In this prospective, single-center randomized clinical trial, 147 eligible patients with actively moderate-to-severe Crohn's disease treated with biologics and concomitant 16-week EEN were included. Sixty-one patients without EEND were enrolled in the ND group (without EEN-related diarrhea), and other patients with EEND who received pancreatic enzyme replacement therapy (PERT) (43 patients) or not (43 patients) were recruited in PERT and NPERT groups, respectively. The clinical outcomes, biologic outcomes, and endoscopic outcomes were evaluated. Quality of life (QoL) and psychological status were also assessed at baseline and endpoints (week 16).

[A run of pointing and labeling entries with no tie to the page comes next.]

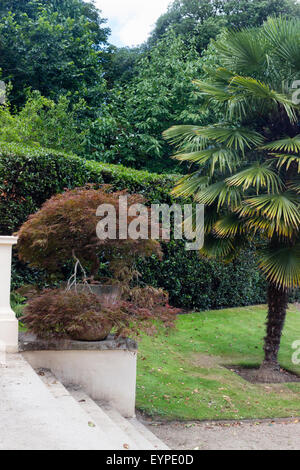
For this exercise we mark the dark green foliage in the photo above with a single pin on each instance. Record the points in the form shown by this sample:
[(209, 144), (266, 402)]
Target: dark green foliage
[(197, 283), (54, 47), (204, 19), (29, 176)]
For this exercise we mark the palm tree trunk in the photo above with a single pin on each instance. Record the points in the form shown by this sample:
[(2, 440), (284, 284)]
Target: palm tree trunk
[(277, 308)]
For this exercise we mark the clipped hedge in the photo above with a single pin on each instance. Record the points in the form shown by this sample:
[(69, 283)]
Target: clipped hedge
[(29, 176)]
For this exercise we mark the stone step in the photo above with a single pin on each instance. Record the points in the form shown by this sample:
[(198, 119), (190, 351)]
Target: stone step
[(123, 434), (128, 426), (33, 419), (154, 440)]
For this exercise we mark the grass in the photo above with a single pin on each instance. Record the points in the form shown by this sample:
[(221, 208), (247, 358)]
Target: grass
[(181, 376)]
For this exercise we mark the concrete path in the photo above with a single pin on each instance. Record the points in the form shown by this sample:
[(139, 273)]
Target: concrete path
[(273, 435), (31, 418)]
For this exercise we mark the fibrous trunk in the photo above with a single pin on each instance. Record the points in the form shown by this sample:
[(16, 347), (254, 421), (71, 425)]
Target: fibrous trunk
[(277, 307)]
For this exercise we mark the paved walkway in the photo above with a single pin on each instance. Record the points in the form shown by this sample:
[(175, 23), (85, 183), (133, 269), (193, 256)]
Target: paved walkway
[(274, 435), (31, 418)]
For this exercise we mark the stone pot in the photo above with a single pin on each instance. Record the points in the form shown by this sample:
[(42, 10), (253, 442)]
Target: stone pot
[(110, 294), (98, 333)]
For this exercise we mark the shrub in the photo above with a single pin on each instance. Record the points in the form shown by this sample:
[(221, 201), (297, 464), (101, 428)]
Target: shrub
[(65, 228), (30, 176), (60, 314)]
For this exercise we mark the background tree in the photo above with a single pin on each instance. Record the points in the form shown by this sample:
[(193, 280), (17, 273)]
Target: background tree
[(53, 46), (203, 19), (129, 130), (246, 168)]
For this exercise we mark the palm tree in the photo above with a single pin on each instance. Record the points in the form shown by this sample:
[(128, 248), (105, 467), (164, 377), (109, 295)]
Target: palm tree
[(245, 169)]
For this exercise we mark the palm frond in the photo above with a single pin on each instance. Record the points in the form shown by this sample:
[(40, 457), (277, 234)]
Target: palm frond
[(222, 158), (262, 91), (281, 266), (259, 176), (288, 144), (283, 36), (190, 185), (229, 226), (282, 208), (243, 50), (221, 194), (287, 160)]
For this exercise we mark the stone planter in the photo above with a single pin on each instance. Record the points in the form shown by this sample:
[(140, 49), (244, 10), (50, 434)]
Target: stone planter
[(110, 295)]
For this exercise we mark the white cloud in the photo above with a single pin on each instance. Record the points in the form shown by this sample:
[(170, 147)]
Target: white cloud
[(131, 21)]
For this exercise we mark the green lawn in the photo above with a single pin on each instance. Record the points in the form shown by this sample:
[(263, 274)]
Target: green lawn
[(181, 376)]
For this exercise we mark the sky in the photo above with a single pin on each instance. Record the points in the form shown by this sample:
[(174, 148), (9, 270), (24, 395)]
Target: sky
[(131, 21)]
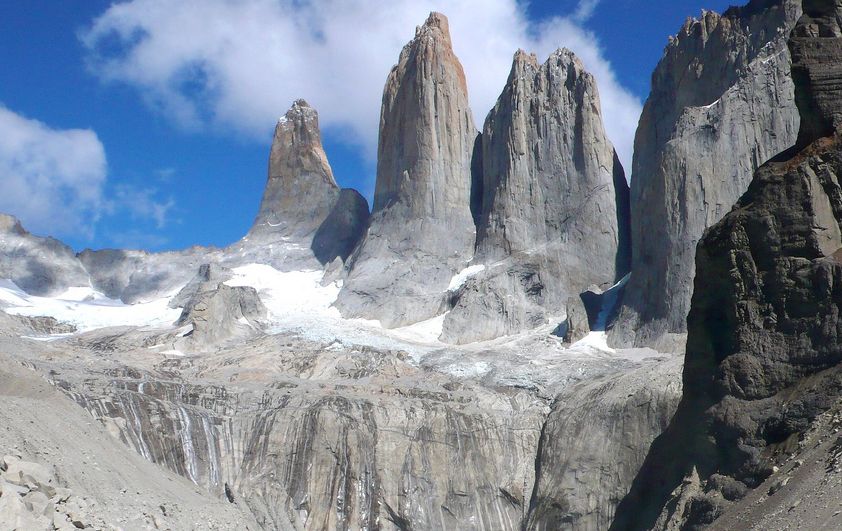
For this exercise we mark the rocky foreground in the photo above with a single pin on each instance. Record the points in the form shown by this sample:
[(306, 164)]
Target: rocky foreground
[(443, 363)]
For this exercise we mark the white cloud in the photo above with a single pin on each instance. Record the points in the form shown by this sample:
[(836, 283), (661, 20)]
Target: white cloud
[(56, 181), (51, 179), (238, 64)]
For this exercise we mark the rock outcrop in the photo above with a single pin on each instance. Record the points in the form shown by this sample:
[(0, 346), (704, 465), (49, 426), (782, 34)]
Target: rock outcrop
[(39, 266), (422, 230), (722, 104), (554, 216), (304, 213), (300, 191), (218, 312), (764, 351), (594, 441)]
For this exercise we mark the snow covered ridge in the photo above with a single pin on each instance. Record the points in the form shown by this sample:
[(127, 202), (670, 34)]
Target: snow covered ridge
[(461, 277), (297, 301)]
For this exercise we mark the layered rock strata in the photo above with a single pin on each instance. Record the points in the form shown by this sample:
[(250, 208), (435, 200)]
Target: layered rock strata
[(422, 230), (764, 351), (302, 203), (554, 214), (300, 190), (40, 266), (219, 313), (722, 104)]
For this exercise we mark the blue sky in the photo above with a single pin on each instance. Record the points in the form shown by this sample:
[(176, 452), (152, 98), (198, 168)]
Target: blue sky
[(111, 141)]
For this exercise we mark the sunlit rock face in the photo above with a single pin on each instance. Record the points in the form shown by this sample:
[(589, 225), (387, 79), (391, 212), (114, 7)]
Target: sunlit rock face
[(764, 349), (722, 104), (554, 205), (422, 231)]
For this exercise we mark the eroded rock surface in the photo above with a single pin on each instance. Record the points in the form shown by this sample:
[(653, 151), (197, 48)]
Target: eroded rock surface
[(764, 352), (722, 104), (554, 216), (422, 230), (301, 190), (41, 266), (219, 313)]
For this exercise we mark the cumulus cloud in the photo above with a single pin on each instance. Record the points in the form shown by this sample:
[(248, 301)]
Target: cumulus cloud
[(51, 179), (237, 64), (56, 181)]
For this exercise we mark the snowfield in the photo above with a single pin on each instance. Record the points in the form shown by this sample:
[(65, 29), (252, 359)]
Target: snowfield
[(297, 302)]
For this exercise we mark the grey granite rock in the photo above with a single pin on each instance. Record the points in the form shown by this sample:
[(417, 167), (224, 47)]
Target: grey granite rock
[(764, 350), (422, 230), (220, 313), (39, 266), (301, 190), (594, 441), (554, 209), (207, 273), (722, 104), (343, 229)]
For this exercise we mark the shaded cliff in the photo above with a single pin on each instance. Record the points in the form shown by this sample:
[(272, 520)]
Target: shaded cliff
[(764, 351), (723, 87), (553, 218)]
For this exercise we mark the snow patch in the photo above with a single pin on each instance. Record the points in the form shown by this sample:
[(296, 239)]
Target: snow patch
[(461, 277), (86, 308)]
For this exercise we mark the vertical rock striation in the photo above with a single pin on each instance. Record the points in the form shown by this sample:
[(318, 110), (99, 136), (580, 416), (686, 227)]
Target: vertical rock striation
[(722, 104), (554, 209), (302, 203), (422, 231), (764, 351)]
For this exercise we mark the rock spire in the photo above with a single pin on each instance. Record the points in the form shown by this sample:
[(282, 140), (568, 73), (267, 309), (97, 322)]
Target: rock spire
[(764, 350), (422, 231), (724, 88), (554, 210)]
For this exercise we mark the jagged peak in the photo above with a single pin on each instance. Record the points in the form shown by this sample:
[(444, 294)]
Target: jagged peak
[(526, 63), (816, 48), (299, 111), (9, 223)]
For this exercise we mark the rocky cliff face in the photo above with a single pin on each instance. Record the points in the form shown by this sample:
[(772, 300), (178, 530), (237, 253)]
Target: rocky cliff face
[(764, 351), (723, 87), (300, 191), (40, 266), (314, 435), (593, 443), (422, 231), (554, 203), (302, 202)]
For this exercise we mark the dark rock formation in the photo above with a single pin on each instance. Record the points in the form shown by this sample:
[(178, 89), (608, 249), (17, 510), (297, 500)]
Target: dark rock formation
[(723, 87), (39, 266), (764, 351), (422, 231), (343, 228), (207, 273), (303, 211), (218, 312), (554, 197), (135, 276)]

Bowel movements (daily frequency decreased by 5.3 times) and stool consistency (reduced watery and loose stool) were greatly improved in PERT group at week 16. At week 16, patients in the ND and PERT groups achieved similar clinical responses (93% in ND group and 94.7% in PERT group, p = 0.731) and clinical remission (86.0% in ND group and 86.8% in PERT group, p = 0.90) while patients in the NPERT group had significantly lower proportions of these clinical outcomes (67.9% clinical response and 57.1% clinical remission). No significant difference was observed in endoscopic outcomes between each group (p = 0.904). QoL and mental status including anxiety and depression in PERT group had great improvement compared with the NPERT group.

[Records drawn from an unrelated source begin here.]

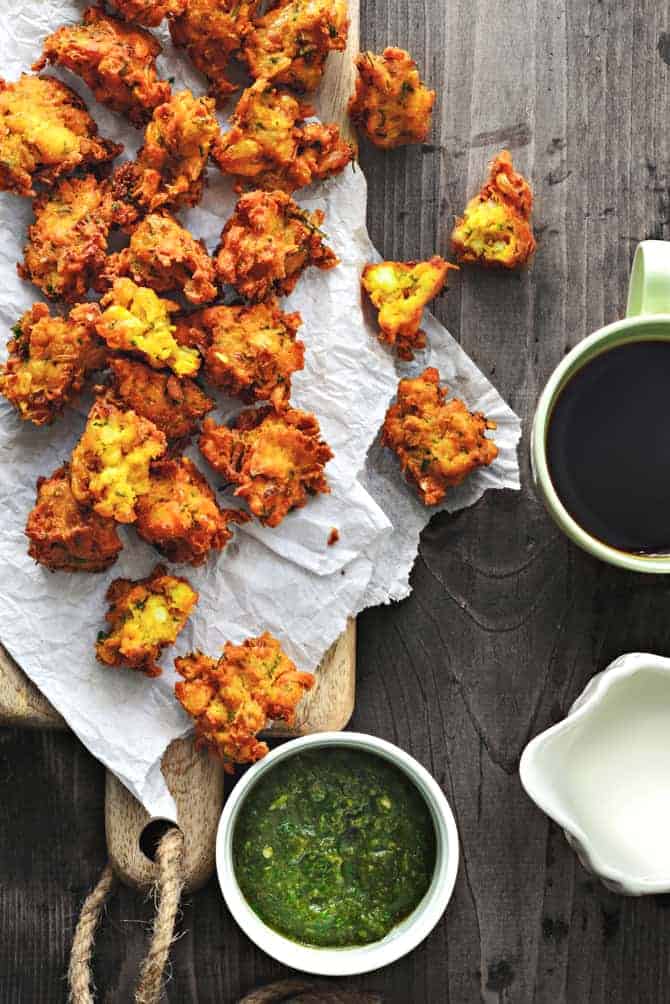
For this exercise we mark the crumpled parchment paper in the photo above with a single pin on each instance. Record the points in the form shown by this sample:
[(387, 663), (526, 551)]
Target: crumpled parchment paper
[(286, 580)]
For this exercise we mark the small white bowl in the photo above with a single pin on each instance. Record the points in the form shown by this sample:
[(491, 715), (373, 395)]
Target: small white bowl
[(603, 773), (405, 936)]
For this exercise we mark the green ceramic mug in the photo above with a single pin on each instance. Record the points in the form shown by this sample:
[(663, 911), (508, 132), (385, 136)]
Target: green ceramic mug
[(647, 318)]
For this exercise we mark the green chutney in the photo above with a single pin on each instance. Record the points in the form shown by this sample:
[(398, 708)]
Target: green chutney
[(333, 847)]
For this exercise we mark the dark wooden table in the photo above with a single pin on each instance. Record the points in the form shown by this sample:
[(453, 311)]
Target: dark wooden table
[(506, 621)]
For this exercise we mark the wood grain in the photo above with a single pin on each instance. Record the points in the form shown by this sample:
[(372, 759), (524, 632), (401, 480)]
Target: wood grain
[(506, 621)]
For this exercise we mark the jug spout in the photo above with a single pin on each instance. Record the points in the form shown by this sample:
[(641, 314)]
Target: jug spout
[(603, 774)]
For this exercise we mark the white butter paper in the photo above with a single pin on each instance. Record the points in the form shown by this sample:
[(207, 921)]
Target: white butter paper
[(287, 580)]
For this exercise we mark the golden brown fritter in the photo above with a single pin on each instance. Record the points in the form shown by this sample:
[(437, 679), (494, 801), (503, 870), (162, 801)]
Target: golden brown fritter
[(211, 31), (271, 147), (136, 320), (495, 229), (175, 406), (250, 351), (180, 516), (275, 458), (67, 242), (169, 170), (232, 700), (164, 256), (49, 358), (391, 105), (109, 464), (116, 60), (290, 43), (439, 442), (400, 290), (267, 244), (65, 535), (150, 13), (45, 132), (145, 617)]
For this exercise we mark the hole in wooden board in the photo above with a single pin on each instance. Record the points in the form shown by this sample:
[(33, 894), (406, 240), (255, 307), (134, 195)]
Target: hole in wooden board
[(152, 835)]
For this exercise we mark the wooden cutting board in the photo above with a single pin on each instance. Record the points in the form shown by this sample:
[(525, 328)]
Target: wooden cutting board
[(194, 779)]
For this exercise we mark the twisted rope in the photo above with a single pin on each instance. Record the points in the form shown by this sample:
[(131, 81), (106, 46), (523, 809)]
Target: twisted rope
[(78, 971), (169, 886)]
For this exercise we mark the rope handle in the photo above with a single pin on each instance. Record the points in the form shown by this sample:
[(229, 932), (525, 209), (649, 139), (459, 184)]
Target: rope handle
[(168, 892)]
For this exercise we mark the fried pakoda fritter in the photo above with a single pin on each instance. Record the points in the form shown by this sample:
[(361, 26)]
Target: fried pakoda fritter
[(439, 442), (169, 170), (211, 31), (65, 535), (232, 700), (45, 132), (249, 351), (49, 358), (145, 617), (116, 60), (67, 242), (400, 290), (276, 459), (267, 244), (290, 43), (180, 516), (391, 105), (136, 320), (271, 147), (150, 13), (166, 257), (495, 229), (175, 405), (109, 464)]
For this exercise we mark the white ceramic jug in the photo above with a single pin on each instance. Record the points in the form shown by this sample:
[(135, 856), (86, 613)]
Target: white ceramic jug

Our prospective results provided invaluable evidence that PERT supplementation efficiently improved EEND in Crohn's disease patients with combined treatment of biologics and 16-week EEN, which had a promising effect in active Crohn's disease induction.
ChiCTR2200058343.
既往研究结果表明,生物制剂与全肠内营养(EEN)联合治疗能使中重度克罗恩病患者的临床和内镜检查结果得到显著改善。尽管EEN在成人克罗恩病治疗中起着至关重要的作用且安全性良好,但由于依从性较低以及包括EEN相关腹泻(EEND)在内的多种副作用,其在成人克罗恩病治疗中的作用常被低估。

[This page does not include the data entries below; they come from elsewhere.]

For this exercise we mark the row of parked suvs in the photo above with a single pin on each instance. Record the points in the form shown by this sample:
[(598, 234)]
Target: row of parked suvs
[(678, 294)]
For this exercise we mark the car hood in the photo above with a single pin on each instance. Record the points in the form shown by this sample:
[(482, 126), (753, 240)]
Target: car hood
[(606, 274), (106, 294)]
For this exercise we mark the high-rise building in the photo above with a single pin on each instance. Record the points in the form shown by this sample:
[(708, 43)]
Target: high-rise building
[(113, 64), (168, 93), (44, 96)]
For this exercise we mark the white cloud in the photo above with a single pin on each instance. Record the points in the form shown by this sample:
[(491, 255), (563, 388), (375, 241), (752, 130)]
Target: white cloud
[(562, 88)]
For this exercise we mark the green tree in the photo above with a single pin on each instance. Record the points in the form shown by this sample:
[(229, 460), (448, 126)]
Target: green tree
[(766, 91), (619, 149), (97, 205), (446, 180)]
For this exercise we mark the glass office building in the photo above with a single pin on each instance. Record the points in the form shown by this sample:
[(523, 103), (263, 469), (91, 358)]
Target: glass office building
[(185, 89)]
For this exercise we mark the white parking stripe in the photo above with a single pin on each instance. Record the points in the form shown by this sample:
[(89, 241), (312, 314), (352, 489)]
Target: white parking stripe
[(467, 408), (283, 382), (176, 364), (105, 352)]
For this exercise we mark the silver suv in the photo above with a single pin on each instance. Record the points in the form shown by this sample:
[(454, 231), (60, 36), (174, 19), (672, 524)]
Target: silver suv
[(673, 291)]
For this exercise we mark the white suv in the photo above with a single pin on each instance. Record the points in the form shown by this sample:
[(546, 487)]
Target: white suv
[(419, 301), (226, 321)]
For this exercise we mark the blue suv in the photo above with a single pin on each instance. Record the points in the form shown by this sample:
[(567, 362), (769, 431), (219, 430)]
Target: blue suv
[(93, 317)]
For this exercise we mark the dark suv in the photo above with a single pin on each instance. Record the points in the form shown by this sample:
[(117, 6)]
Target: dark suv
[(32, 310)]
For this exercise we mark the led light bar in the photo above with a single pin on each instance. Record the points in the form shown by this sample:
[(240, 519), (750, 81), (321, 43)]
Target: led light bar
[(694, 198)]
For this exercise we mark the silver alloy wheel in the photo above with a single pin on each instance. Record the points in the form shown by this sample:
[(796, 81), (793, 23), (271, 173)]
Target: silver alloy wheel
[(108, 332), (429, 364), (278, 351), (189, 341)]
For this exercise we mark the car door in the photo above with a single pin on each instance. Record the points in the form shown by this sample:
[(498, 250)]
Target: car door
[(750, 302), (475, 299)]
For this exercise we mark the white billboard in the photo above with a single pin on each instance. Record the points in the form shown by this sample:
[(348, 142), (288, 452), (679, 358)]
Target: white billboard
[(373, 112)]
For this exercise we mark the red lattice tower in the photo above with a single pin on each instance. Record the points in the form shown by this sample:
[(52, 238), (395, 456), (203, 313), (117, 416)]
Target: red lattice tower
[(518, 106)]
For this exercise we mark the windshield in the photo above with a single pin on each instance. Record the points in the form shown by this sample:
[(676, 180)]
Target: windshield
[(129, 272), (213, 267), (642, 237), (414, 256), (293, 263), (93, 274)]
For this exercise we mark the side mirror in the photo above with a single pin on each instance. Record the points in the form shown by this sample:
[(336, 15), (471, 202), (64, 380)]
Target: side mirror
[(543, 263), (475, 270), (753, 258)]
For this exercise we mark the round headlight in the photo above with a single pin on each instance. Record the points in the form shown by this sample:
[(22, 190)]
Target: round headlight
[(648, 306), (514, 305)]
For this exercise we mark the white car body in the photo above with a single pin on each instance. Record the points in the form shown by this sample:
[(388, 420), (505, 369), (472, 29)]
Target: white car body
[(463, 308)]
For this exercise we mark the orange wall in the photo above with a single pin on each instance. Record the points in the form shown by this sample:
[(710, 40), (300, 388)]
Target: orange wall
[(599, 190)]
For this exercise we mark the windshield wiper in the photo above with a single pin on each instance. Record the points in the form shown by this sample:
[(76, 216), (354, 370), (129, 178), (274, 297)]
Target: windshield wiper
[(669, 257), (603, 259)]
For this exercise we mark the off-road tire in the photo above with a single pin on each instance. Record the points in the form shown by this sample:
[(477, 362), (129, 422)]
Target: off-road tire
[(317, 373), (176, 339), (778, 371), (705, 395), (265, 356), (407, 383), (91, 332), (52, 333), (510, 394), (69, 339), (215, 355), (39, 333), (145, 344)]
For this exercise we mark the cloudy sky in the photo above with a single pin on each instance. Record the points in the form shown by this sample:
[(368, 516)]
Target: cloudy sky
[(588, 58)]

在这项前瞻性单中心随机临床试验中,纳入了147例接受生物制剂治疗并同时接受16周EEN的中重度活动性克罗恩病合格患者。61例无EEND的患者被纳入ND组(无EEN相关腹泻),其他有EEND且接受胰酶替代疗法(PERT)的患者(43例)或未接受PERT的患者(43例)分别被纳入PERT组和NPERT组。评估临床结局、生物学结局和内镜检查结局。在基线和终点(第16周)时还评估了生活质量(QoL)和心理状态。
在第16周时,PERT组的排便情况(每日排便频率降低5.3次)和粪便稠度(减少水样便和稀便)有显著改善。在第16周时,ND组和PERT组患者的临床反应相似(ND组为93%,PERT组为94.7%,p = 0.731),临床缓解率也相似(ND组为86.0%,PERT组为86.8%,p = 0.90),而NPERT组患者的这些临床结局比例显著较低(临床反应为67.9%,临床缓解为57.1%)。各组间内镜检查结局无显著差异(p = 0.904)。与NPERT组相比,PERT组的QoL以及包括焦虑和抑郁在内的心理状态有显著改善。
我们的前瞻性研究结果提供了宝贵的证据,即补充PERT能有效改善接受生物制剂和16周EEN联合治疗的克罗恩病患者的EEND,这在诱导活动性克罗恩病缓解方面具有显著效果。
ChiCTR2200058343。